Royal Saxon Jagdstaffel 24 had somewhat of a torturous start. It was formed on 25 October 1916 and actually at its initial aerodrome at Mörchingen on 20 November. Aircraft being unavailable for the new unit, five of the Jasta 24 pilots were seconded to Jasta 14, and two more sent to FFA 12 for further training. Albatros D.II fighters for the new squadron arrived during December 1916; January 1917 marked its first combat patrols. First blood for the new Jasta came on 25 February 1917.

Beginning on 26 June 1917, the squadron belonged successively to four different ad hoc Jagdgruppen established to increase combat power. It first belonged to Jagdgruppe 7 under Rudolf Berthold, along with Jasta 18, Jasta 31, and Jasta 36. Jasta 24 then switched to membership in Jagdgruppe 1 at Guise, joining Jasta 8, Jasta 17, and Jasta 48. Jastas 24 and 48 then were placed in Jagdgruppe South under Kurt Küppers.

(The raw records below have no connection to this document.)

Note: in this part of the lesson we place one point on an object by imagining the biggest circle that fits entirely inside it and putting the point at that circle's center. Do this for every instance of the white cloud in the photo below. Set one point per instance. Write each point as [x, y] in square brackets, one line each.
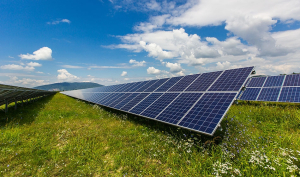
[156, 51]
[174, 67]
[25, 82]
[29, 66]
[124, 73]
[107, 67]
[65, 75]
[34, 64]
[72, 66]
[152, 70]
[59, 21]
[43, 53]
[17, 67]
[137, 63]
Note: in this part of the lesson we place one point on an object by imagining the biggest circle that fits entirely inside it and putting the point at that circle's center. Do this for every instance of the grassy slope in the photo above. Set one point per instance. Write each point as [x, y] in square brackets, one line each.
[61, 136]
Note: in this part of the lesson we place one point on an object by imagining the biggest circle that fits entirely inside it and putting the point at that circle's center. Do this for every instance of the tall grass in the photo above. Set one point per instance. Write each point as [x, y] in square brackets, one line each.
[61, 136]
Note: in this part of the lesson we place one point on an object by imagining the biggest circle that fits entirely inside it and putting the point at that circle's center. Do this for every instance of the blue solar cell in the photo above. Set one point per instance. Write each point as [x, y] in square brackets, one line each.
[134, 101]
[274, 81]
[269, 94]
[290, 94]
[101, 97]
[115, 88]
[144, 87]
[167, 85]
[231, 80]
[120, 99]
[104, 99]
[183, 83]
[137, 86]
[160, 104]
[250, 94]
[113, 97]
[204, 81]
[126, 100]
[257, 82]
[208, 112]
[292, 80]
[95, 97]
[129, 86]
[178, 108]
[121, 88]
[156, 85]
[145, 103]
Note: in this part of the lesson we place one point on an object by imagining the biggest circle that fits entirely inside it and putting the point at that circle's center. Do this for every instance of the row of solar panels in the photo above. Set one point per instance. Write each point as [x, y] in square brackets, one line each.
[196, 102]
[285, 88]
[9, 94]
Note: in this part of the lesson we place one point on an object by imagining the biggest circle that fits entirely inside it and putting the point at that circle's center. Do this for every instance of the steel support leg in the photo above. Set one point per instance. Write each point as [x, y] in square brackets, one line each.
[6, 106]
[16, 104]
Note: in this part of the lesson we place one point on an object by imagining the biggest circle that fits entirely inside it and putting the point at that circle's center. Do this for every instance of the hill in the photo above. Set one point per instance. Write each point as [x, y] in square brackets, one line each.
[61, 136]
[64, 86]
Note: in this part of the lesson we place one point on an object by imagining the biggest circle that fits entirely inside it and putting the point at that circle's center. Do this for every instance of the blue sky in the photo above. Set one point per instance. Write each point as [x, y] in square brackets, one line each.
[112, 41]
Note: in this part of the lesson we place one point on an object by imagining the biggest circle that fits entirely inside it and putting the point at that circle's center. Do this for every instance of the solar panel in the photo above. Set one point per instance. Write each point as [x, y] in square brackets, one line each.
[145, 103]
[126, 100]
[178, 108]
[144, 87]
[204, 81]
[231, 80]
[256, 82]
[290, 94]
[196, 102]
[160, 104]
[274, 81]
[167, 85]
[134, 101]
[208, 112]
[283, 88]
[250, 94]
[292, 80]
[183, 83]
[156, 84]
[269, 94]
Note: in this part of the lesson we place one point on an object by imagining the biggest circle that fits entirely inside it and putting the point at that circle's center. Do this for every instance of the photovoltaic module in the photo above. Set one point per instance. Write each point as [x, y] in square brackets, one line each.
[285, 88]
[196, 102]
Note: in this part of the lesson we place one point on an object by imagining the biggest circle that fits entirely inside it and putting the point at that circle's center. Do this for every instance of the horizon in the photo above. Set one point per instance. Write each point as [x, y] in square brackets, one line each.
[113, 42]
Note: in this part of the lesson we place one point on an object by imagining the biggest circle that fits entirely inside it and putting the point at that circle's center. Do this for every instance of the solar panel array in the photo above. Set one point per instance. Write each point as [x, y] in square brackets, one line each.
[285, 88]
[196, 102]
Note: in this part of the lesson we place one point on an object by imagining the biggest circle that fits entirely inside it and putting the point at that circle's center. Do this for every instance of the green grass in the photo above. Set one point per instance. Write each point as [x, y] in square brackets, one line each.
[61, 136]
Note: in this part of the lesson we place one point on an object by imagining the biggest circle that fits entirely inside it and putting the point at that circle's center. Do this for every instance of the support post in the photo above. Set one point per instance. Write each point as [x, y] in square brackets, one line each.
[16, 104]
[6, 106]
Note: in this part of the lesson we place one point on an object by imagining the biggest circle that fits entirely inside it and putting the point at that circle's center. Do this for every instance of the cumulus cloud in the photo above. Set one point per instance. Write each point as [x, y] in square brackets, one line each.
[156, 51]
[34, 64]
[64, 75]
[250, 39]
[124, 73]
[44, 53]
[174, 67]
[152, 70]
[59, 21]
[137, 63]
[25, 67]
[72, 66]
[26, 82]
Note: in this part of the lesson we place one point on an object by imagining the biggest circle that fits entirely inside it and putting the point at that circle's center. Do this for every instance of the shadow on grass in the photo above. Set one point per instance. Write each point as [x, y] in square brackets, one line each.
[177, 132]
[25, 114]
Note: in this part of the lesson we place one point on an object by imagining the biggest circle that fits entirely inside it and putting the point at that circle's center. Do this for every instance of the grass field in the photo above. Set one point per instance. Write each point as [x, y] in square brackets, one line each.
[61, 136]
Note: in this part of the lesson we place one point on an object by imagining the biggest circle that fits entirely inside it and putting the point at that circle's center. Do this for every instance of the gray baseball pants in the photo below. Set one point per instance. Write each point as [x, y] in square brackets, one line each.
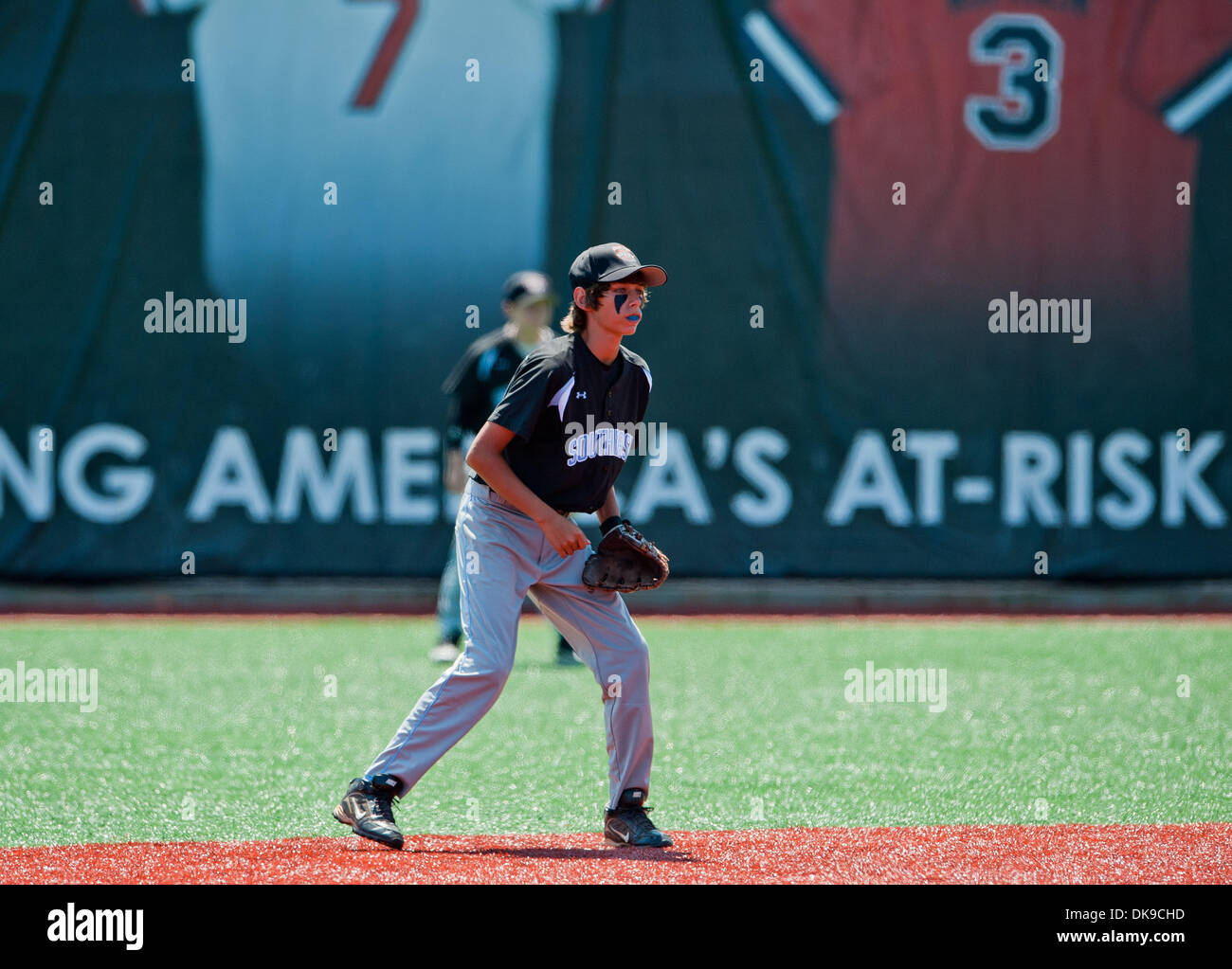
[503, 557]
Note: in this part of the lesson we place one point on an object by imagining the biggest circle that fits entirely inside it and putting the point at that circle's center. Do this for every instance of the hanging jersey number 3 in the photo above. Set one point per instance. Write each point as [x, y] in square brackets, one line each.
[1030, 54]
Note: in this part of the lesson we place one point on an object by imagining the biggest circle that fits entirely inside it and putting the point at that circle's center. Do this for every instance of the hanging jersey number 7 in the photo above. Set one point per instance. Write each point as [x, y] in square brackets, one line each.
[372, 86]
[1027, 110]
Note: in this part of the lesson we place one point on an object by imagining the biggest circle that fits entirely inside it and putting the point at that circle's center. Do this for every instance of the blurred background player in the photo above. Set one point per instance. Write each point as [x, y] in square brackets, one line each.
[476, 386]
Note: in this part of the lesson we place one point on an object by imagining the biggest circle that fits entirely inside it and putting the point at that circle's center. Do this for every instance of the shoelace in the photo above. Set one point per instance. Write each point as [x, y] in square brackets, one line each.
[637, 819]
[382, 808]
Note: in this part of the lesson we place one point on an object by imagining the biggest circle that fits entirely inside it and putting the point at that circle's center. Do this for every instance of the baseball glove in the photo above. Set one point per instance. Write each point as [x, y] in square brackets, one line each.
[625, 562]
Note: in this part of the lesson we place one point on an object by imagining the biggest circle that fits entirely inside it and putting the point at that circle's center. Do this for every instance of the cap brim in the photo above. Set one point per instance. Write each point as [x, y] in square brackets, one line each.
[651, 275]
[525, 299]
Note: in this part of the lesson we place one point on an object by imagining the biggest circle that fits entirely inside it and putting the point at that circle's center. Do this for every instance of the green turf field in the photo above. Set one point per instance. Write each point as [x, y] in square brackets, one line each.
[225, 730]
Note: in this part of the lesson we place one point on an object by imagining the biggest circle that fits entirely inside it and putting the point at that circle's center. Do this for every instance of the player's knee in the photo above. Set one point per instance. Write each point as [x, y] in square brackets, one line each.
[485, 674]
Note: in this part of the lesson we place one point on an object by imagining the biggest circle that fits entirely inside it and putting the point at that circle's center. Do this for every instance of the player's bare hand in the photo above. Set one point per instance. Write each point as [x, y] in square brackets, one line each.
[563, 534]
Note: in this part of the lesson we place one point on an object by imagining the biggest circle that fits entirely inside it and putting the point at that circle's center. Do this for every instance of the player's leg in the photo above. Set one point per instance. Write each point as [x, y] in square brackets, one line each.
[447, 610]
[608, 641]
[496, 570]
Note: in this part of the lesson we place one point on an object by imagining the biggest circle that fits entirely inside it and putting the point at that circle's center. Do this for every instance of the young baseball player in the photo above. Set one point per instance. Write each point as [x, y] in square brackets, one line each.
[546, 451]
[475, 386]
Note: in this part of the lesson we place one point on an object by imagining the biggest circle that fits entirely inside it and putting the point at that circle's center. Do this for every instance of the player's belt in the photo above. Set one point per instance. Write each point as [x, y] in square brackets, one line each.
[488, 493]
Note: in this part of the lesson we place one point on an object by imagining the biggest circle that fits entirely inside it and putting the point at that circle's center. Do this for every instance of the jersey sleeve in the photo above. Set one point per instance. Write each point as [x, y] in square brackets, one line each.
[165, 7]
[814, 48]
[525, 398]
[582, 7]
[1179, 60]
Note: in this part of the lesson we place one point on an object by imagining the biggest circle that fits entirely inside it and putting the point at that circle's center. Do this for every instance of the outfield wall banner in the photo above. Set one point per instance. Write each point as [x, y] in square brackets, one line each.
[949, 281]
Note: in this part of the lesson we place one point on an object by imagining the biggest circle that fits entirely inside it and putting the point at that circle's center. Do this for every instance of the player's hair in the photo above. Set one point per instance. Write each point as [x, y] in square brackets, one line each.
[574, 321]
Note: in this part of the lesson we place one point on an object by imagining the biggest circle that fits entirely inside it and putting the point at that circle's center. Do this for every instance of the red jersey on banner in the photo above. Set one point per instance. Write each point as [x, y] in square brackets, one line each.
[1035, 146]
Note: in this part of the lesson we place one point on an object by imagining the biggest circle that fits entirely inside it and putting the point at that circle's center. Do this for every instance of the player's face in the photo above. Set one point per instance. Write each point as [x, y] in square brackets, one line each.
[620, 309]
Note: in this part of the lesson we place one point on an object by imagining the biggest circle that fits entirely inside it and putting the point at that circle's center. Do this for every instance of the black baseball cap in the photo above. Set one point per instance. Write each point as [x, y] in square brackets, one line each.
[610, 262]
[526, 287]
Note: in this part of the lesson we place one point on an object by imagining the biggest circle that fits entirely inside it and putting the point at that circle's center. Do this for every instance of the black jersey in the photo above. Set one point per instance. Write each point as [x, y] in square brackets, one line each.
[479, 383]
[575, 422]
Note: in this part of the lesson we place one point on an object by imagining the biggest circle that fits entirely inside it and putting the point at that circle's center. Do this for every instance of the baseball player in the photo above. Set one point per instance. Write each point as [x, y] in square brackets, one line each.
[554, 444]
[476, 386]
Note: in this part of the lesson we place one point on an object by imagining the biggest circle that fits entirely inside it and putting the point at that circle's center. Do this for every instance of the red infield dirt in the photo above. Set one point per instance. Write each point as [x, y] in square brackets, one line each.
[960, 853]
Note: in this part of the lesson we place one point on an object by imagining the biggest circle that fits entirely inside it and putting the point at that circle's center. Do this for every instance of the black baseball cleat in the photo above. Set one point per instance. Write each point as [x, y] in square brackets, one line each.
[368, 808]
[628, 825]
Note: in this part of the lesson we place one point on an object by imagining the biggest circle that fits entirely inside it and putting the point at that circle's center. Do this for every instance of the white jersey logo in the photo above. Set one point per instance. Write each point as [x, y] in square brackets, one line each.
[603, 441]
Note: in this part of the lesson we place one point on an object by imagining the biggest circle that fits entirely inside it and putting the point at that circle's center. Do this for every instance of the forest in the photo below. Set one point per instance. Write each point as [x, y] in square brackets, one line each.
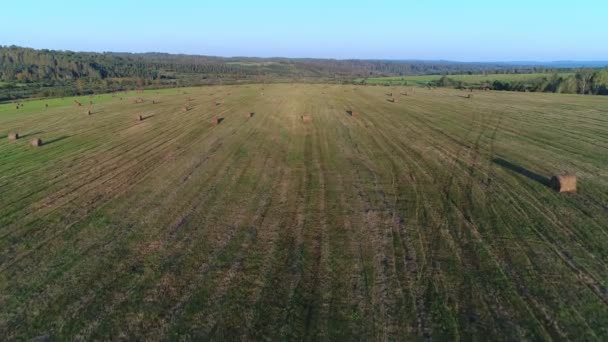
[28, 73]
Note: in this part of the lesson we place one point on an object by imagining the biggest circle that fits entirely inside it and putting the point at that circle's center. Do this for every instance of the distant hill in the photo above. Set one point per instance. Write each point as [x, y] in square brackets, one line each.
[26, 72]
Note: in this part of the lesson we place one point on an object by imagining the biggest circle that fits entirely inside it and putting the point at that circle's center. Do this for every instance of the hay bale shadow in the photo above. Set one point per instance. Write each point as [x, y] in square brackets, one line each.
[522, 171]
[48, 142]
[30, 134]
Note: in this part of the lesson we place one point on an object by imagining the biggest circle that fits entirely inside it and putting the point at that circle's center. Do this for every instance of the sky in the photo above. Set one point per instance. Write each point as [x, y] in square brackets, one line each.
[465, 30]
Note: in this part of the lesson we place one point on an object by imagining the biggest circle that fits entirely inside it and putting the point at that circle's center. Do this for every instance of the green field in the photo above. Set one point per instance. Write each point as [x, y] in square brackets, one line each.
[468, 79]
[425, 218]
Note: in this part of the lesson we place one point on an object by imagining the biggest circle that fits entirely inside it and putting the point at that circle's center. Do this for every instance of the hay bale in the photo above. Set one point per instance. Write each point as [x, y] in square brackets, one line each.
[563, 183]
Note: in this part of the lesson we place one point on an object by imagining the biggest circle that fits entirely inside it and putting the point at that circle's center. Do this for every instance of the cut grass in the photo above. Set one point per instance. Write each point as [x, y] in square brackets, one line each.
[429, 217]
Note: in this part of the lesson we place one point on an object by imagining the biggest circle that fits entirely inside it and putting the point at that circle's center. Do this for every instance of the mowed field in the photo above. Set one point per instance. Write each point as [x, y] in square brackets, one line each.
[429, 217]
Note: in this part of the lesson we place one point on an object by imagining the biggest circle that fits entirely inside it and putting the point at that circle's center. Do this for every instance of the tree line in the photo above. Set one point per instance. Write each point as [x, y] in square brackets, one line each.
[583, 81]
[26, 72]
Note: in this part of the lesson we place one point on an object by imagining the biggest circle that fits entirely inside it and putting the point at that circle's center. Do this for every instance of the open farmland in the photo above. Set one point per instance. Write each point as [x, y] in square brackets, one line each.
[426, 217]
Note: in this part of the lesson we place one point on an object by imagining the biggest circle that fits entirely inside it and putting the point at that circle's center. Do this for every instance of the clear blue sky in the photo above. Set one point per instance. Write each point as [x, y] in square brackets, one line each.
[469, 30]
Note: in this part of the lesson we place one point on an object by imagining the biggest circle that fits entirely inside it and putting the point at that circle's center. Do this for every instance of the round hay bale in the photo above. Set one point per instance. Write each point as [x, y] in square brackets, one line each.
[36, 142]
[563, 183]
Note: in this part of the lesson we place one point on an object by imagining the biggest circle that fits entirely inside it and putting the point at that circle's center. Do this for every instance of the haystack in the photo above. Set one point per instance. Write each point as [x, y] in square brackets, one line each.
[36, 142]
[564, 183]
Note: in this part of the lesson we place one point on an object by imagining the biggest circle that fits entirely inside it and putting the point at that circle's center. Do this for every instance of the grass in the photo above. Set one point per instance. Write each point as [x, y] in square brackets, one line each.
[468, 79]
[428, 217]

Its final parent organization was Jagdgruppe 12, where it served along with Jasta 44 and Jasta 79.

==Commanding officers (Staffelführer)==
1. Konstantin von Braun: 1 December 1916 – 29 June 1917
2. Heinrich Kroll: 29 June 1917 – 17 October 1917
3. Rudolf Hepp:17 October 1917 – 6 November 1917
4. Heinrich Kroll: 6 November 1917 – 11 April 1918
5. Rudolf Hepp: 11 April 1918 – 2 May 1918
6. Heinrich Kroll: 2 May 1918 – 14 August 1918WIA
7. Unknown: 14 August 1918 – 21 August 1918
8. Hasso von Wedel: 21 August 1918 – 11 November 1918

==Aerodromes==

1. Mörchingen: 25 October 1916 – 15 April 1917
2. Annelles, France: 16 April 1917 – 11 June 1917
3. Chassogne Ferme: 12 June 1917 – 26 June 1917
4. Heule, Belgium: 27 June 1917 – 8 September 1917
5. Harlebeke: 8 September 1917 – 22 November 1917
6. Emerchicourt: 23 November 1917 – 27 December 1917
7. Guise: 28 December 1917 – 20 March 1918
8. Pleine-Selve, France: 20 March 1918 – 27 March 1918
9. Villeselve, France: 27 March 1918 – 8 April 1918
10. Ercheu, France: 8 April 1918 – 11 August 1918
11. Guizancourt, France: 11 August 1918 – 15 August 1918
12. Clastres, France: 15 August 1918 – 27 August 1918
13. Chevresis-Monceau, France: 27 August 1918 – 5 September 1918
14. Guise, France: 5 September 1918 – 12 October 1918
15. La Chapelle, France: 12 October 1918 – 20 October 1918
16. Donstiennes, Belgium: 20 October 1918 – 8 November 1918
17. Graux, Belgium: 8 November 1918 – 11 November 1918

==Notable members==

Heinrich Kroll became an ace during May 1917 before transferring from Jasta 9 to command Jasta 24. He would predominate as both commander and ace, scoring 28 victories for his Jasta, and winning the Pour le Mérite, Royal House Order of Hohenzollern, and Iron Cross.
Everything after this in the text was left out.